La greffe médicale constitue une des grandes avancées de la science au XXème siècle. Elle est à ce jour une pratique chirurgicale courante et permet de sauver nombre de vies. Elle a pour but principal d’améliorer les conditions d’existence ou d’augmenter l’espérance de vie d’un patient dont un organe est malade.
La greffe botanique est quant à elle opérée pour différentes raisons, ayant toutes pour point commun de questionner l’apport de nouveauté pouvant être généré par l’existant. Le but principal est la création ou l’amélioration de végétaux qui ne sauraient être possibles par une évolution naturelle de la plante. Il s’agit également de multiplier les végétaux plus rapidement que par reproduction sexuée naturelle des plantes.

La greffe est donc un produit à part entière et nouveau, né de l’association de deux entités existantes que l’on choisit délibérément de croiser pour améliorer, créer, développer…
Elle constitue ainsi d’une certaine manière une méthode de création dans la mesure où l’homme, par son intervention sur la nature, se place en tant que créateur. A la manière du designer, le botaniste et le médecin se placent en tant que créateur en cherchant des solutions aux besoins identifiés et en cherchant à repousser les limites du possible. A la manière du botaniste et du médecin, le designer est curieux de son environnement et soucieux de l’améliorer.
De tout temps les créateurs se sont inspirés de la nature et de ses mécanismes complexes. A travers la greffe, l’homme s’inscrit dans une démarche s’inspirant des procédés de la nature, tout en façonnant celle-ci.

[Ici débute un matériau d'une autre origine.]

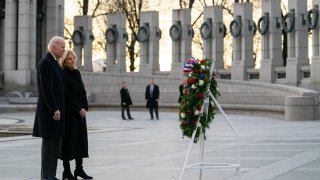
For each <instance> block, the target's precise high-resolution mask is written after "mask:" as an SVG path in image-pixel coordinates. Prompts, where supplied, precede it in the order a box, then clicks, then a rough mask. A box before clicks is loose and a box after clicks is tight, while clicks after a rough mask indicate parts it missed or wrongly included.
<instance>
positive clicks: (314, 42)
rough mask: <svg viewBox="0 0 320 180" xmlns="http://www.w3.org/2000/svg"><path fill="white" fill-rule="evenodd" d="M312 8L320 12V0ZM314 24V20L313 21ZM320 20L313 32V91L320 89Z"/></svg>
mask: <svg viewBox="0 0 320 180" xmlns="http://www.w3.org/2000/svg"><path fill="white" fill-rule="evenodd" d="M312 2H313V4H312V8H314V9H316V10H318V11H319V7H320V0H313V1H312ZM312 20H313V22H314V19H312ZM319 25H320V18H318V25H317V26H316V27H315V29H313V30H312V55H311V65H310V78H311V85H312V86H313V89H316V90H319V89H320V47H319V46H320V31H319Z"/></svg>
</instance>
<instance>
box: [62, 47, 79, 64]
mask: <svg viewBox="0 0 320 180" xmlns="http://www.w3.org/2000/svg"><path fill="white" fill-rule="evenodd" d="M69 55H72V56H74V57H75V59H76V60H77V55H76V53H75V52H74V51H73V50H72V49H66V51H65V52H64V54H63V56H62V58H61V59H60V66H61V68H62V69H64V68H65V67H66V66H65V64H66V60H67V59H68V56H69Z"/></svg>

Comment alors transposer dans le domaine du design les apports de ce procédé ? Et quels sont pour le designer les grands enjeux de cette transposition ?
D’un questionnement sur les rapports du créateur à la nature à la remise en question des méthodes de conception habituelles du designer, en passant par les enjeux éthiques du procédé, nous dresserons un panorama des enjeux essentiels de cette notion.

1. Degos Laurent, Les greffes d’organes, Flammarion, collection Dominos, 1994, p.7.


 


 

Représentation stylisée sous forme sculpturale des principaux types de greffe botanique.
: Représentation stylisée sous forme sculpturale des principaux types de greffe botanique.